DescribePixelFormat is a way to force the system to tell you what pixel format you're actually getting. It copies the internal specifications out into a pixelFormatDescriptor structure, for you to look at. We don't really need this right now.
MEANING: You can examine what OpenGL gave you, to see in what ways it matched the pixelFormatDescriptor you asked for. In our drugstore story, we are opening the bottle to see what's inside. This could happen before, or after, we buy it (execute SetPixelFormat.)
4. Managing a Rendering Context.
Using Visual C++, the recommended method is to create the window's DC each time the program draws to the window. As part of creating that DC we will make the RC current (turn it on.). The code is on pages 119-120 of the handout.
In the OnCreate method of the COpenglView class, we will do these things:
0. call CClientDC to create a temporary (but typical) Device Context;
1. Create a pixelFormatDescriptor;
2. call ChoosePixelFormat to see what is available for this DC;
3. call SetPixelFormat to put that option into effect in this DC;
4. call wglCreateContext to provide a handle (m_hRC) for this RC.
The temporary DC evaporates at the end of this OnCreate program segment. Its job is over.
Then, when we actually draw something (with the OnDraw method of the same class)
1. wglMakeCurrent(pDC->m_hDC, m_hRC); // just like we said we would...
2. DrawWithOpenGl(); // We call the function that we ourselves will have to write
3. wglMakeCurrent(pDC->m_hDC, NULL); // kill that sucker (turn
off the RC.)
Fairly simple to do, messy to look at. pDC is the parameter for the current DC, which was passed to OnDraw. Like all good Windows methods associated with the screen image, OnDraw has to receive a DC so it knows where to do its stuff.

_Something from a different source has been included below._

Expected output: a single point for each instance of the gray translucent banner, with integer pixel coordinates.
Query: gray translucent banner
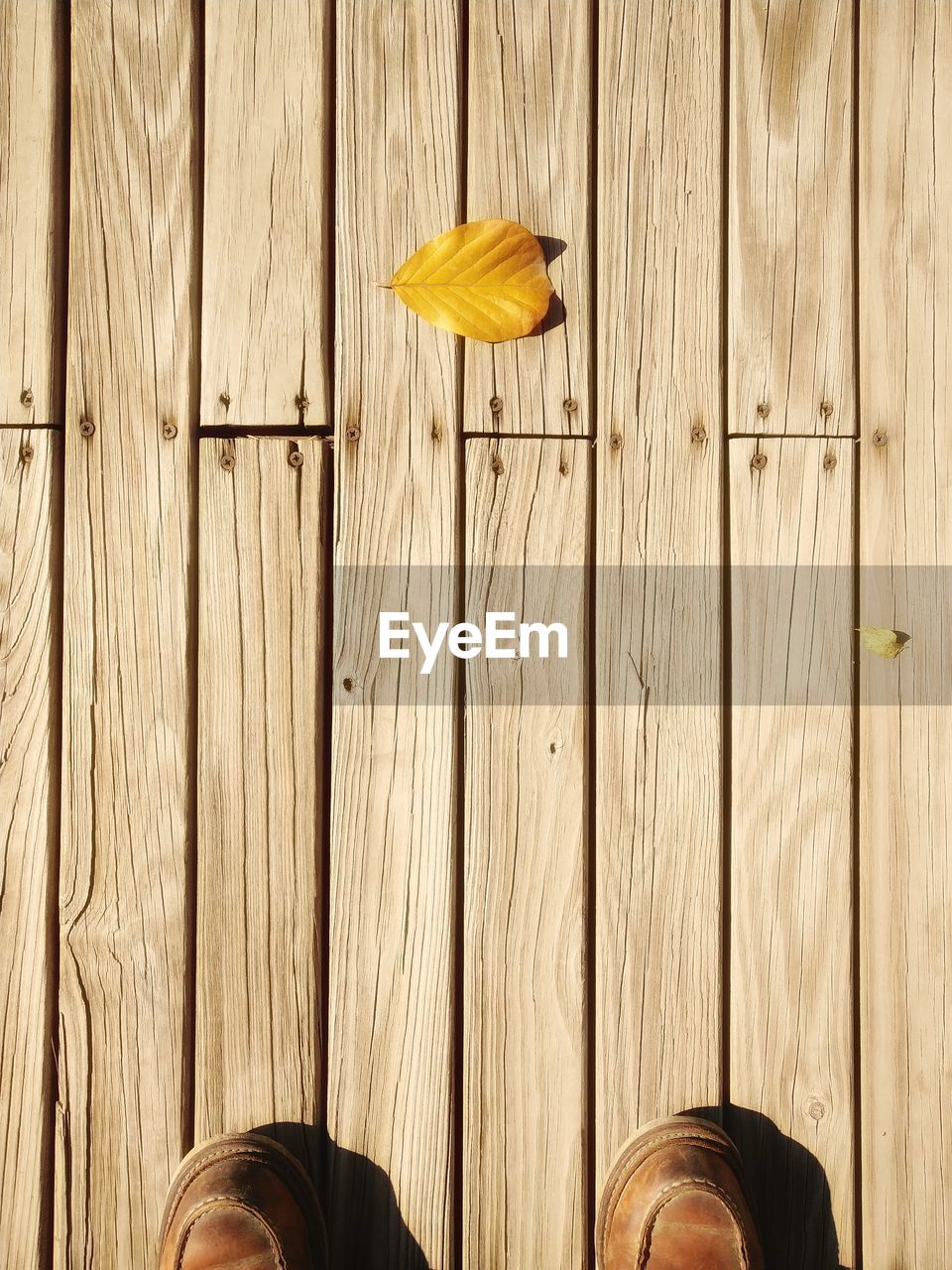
(673, 635)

5. Turning off the lights afterward
The OnDestroy method on page 120 has the simple job of calling wglDeleteContext(m_hRC) which deallocates the memory used by the RC. The DC that was using it will be destroyed in the cleanup the WM_PAINT message at a higher level. (The WM_PAINT handling process called OnDraw, and will be ending up after OnDraw is finished.)
6. DOING IT. Please work through the explicit instructions on pages 122-130, to construct your minimum-GL application and get it running! Do it soon, because any second now a Project Assignment is going to arrive.
Ah, I hear it now!
P1.
(Project 1. Due 2 October 96.) Construct an OpenGL program which
produces a perspective view of a letter of the alphabet, such
as your first initial. (I is easy, M is harder!) Your letter is
standing on a six sided horizontal polygonal base, and the base
can be rotated around its vertical axis of symmetry. You rotate
the platform ten degrees clockwise (seen from above) by pressing
the left arrow or L key ("move the front of the model to
the left"), and ten degrees counterclockwise by pressing
the right arrow or R key.
If you want to get fancy, you can produce your whole name
or some other short word, if you have a long name.
Let's leap right into Chapter Five so that we can put some imagery into our example, and begin to move toward the necessary knowledge to carry out Project 1.
The essential concepts and commands introduced in Chapter 5 are:
1. The last digit and character of OpenGL function calls look like 2d or 3f; the integer tells how many arguments, and the character tells what data types the arguments are. b=byte, d=double, f=float, i=integer, s=short, bv=byte vector; dv=double vector; fv=float vector; iv=integer vector, sv=short vector.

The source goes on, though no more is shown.